Outre les quatre cadres de références géométriques, il existe quatre cadres de références environnementaux, qui sont basés sur les propriétés de l’environnement :

  1. Le cadre gravitationnel, déterminé par la direction de la gravitation, indépendamment de l’orientation de l’objet (figure 5).
  2. Le cadre géographique est la contre-partie horizontale du cadre gravitationnel. Il impose les axes de l’objet à partir des points cardinaux : le Nord, le Sud, l’Est et l’Ouest (figure 6).
  3. Le cadre contextuel est appliqué lorsque l’objet est vu en relation avec un autre objet qui impose ses propres axes sur lui (par exemple une figure dessinée sur une page, figure 7).
  4. Le cadre de l’observateur est projeté sur l’objet depuis l’observateur vrai ou hypothétique. A titre d’exemple, la partie frontale de l’objet est celle qui est face à face avec l’observateur (figure 8). Alternativement (comme c’est le cas en hausa, une langue africaine : cf. Vandeloise 1986) : « la partie frontale de l’objet est celle qui « regarde dans la même direction que l’observateur ».
Figure 5
Figure 5
Figure 6
Figure 6
Figure 7
Figure 7
Figure 8
Figure 8

Jackendoff souligne que les axes dans le cadre de l’orientation canonique sont dérivés des axes gravitationnels dans une orientation normale imaginée de l’objet. D’une façon similaire, les axes dans le cadre du contact canonique sont dérivés des positions hypothétiques de l’observateur dans le contact canonique. Il s’ensuit que seuls deux cadres (sur huit), à savoir le cadre géométrique et le cadre motionnel, sont absolument indépendants de l’influence, directe ou indirecte, de l’environnement (Jackendoff, 1996, 18).

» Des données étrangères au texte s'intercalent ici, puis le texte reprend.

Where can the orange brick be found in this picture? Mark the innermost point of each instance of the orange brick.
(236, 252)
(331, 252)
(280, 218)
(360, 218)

Un autre phénomène lié aux cadres de référence a attiré beaucoup d’attention scientifique. Il s’agit de l’ambiguïté multiple qui existe dans le vocabulaire axial. Il se trouve que seul le cadre géographique (en anglais) a son propre vocabulaire non-ambigu. Par conséquent, on peut conclure que les termes grammaticaux ne sont pas sensibles aux différents cadres de référence. Que peut-on en déduire sur la relation entre la structure conceptuelle (SC) et la représentation spatiale (RS) ?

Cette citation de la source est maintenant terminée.